Kopftuch am Arbeitsplatz: Junge Frau siegt vor Gericht

24.4.2017, 16:38 Uhr

Als 18-Jährige fing sie in dem Drogeriemarkt an. Probleme gab es nie – das bestätigt auch der Arbeitgeber der mittlerweile 33-Jährigen. Dann wurde Esra G. schwanger. Als sie im Oktober 2014 nach der Geburt zweier Kinder und der Babypause wieder im Job durchstarten wollte, war ihr Arbeitgeber jedoch alles andere als glücklich: Die junge Mutter trug nun ein Kopftuch. Für Esra G. war der erste Arbeitstag schnell vorbei: Die Vorgesetzte schickte sie nach Hause. Die Kopfbedeckung sei nicht mit der Betriebsordnung vereinbar, hieß es.

Die 33-Jährige wehrte sich gegen das Verhalten ihres Arbeitgebers. Sie zog vor das Arbeitsgericht. Ihr Kopftuch störe ihre Arbeitsleistung nicht, so ihre Argumentation. Esra G. wurde damals von ihrer Arbeit freigestellt, bekam also ihre Stunden bezahlt. Die junge Frau wollte jedoch unbedingt wieder arbeiten. Vor Gericht einigte man sich im Frühjahr 2015 auf einen Kompromiss. Esra G. hätte demnach Inventuraufgaben übernehmen sollen – in den Verkaufsräumen, wo sie auch Kunden sehen können. Kassentätigkeit und Verkaufsberatung hätte sie nicht mehr übernehmen können.

Job verursachte gesundheitliche Probleme

Der Kompromiss scheiterte jedoch. Bei einem erneuten Termin am Arbeitsgericht im März vergangenen Jahres, sagte Esra G.’s Rechtsanwalt Georg Sendelbeck (Manske & Partner), seine Mandantin fühle sich "wie eine Praktikantin". Die junge Frau bemängelte, dass sie keinen Kundenkontakt mehr habe. Außerdem werde sie immer wieder zu unterschiedlichen Zeiten eingeteilt. Der Job habe mittlerweile zu gesundheitlichen Problemen geführt, sie musste sich krankschreiben lassen. Vom Arbeitsgericht erhoffte sie sich vor einem Jahr eine Entscheidung, die dazu führen würde, dass der Drogeriemarkt sie wieder an der Kasse einsetzt. Das Gericht schlug damals vor, über eine Abfindung nachzudenken. Dazu kam es jedoch nicht. Esra G. arbeitete weiter bei Müller – zumindest bis zum Sommer vergangenen Jahres. Im Juni kassierte sie die fristlose Kündigung. Weil sie zu dem Zeitpunkt schwanger war, war diese jedoch unwirksam. Einen erneuten Termin vor dem Arbeitsgericht verursachte das Schreiben trotzdem.

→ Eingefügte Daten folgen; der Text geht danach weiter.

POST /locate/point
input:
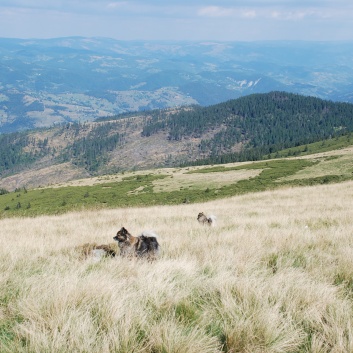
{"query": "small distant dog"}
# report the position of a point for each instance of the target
(203, 219)
(143, 246)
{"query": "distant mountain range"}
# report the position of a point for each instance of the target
(74, 79)
(247, 128)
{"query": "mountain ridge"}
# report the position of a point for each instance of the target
(245, 129)
(76, 79)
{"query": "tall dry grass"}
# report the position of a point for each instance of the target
(274, 275)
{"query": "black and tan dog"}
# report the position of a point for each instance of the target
(145, 245)
(97, 252)
(203, 219)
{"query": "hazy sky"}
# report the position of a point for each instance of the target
(224, 20)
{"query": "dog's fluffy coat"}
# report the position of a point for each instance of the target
(145, 245)
(98, 251)
(206, 220)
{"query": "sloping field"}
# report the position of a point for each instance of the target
(274, 275)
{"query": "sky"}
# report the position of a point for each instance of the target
(222, 20)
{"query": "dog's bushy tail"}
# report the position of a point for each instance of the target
(212, 219)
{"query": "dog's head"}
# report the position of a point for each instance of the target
(123, 236)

Dabei ging es darum, ob Esra G. seit vergangenen Sommer hätte bezahlt werden und weiterbeschäftigt werden müssen. Jetzt ist ein Urteil gesprochen worden – und für Esra G. bedeutet dies einen Erfolg auf ganzer Linie. Das Gericht bejaht den Anspruch auf Gehaltszahlung seit Juni. Außerdem hat es entschieden, dass die 33-Jährige hätte beschäftigt werden müssen.

"Es ist die erste Entscheidung nach dem EuGH-Urteil, die sagt, dass am Arbeitsplatz ein Kopftuch getragen werden darf", sagt Sendelbeck. Der Europäische Gerichtshof hatte Mitte März entschieden, dass Arbeitgeber das Tragen eines Kopftuchs untersagen können, wenn weltanschauliche Zeichen generell in der Firma verboten sind und wenn es gute Gründe gibt. Derzeit kann Esra G. jedoch sowieso nicht arbeiten — die junge Frau legt erneut eine Baby-Pause ein.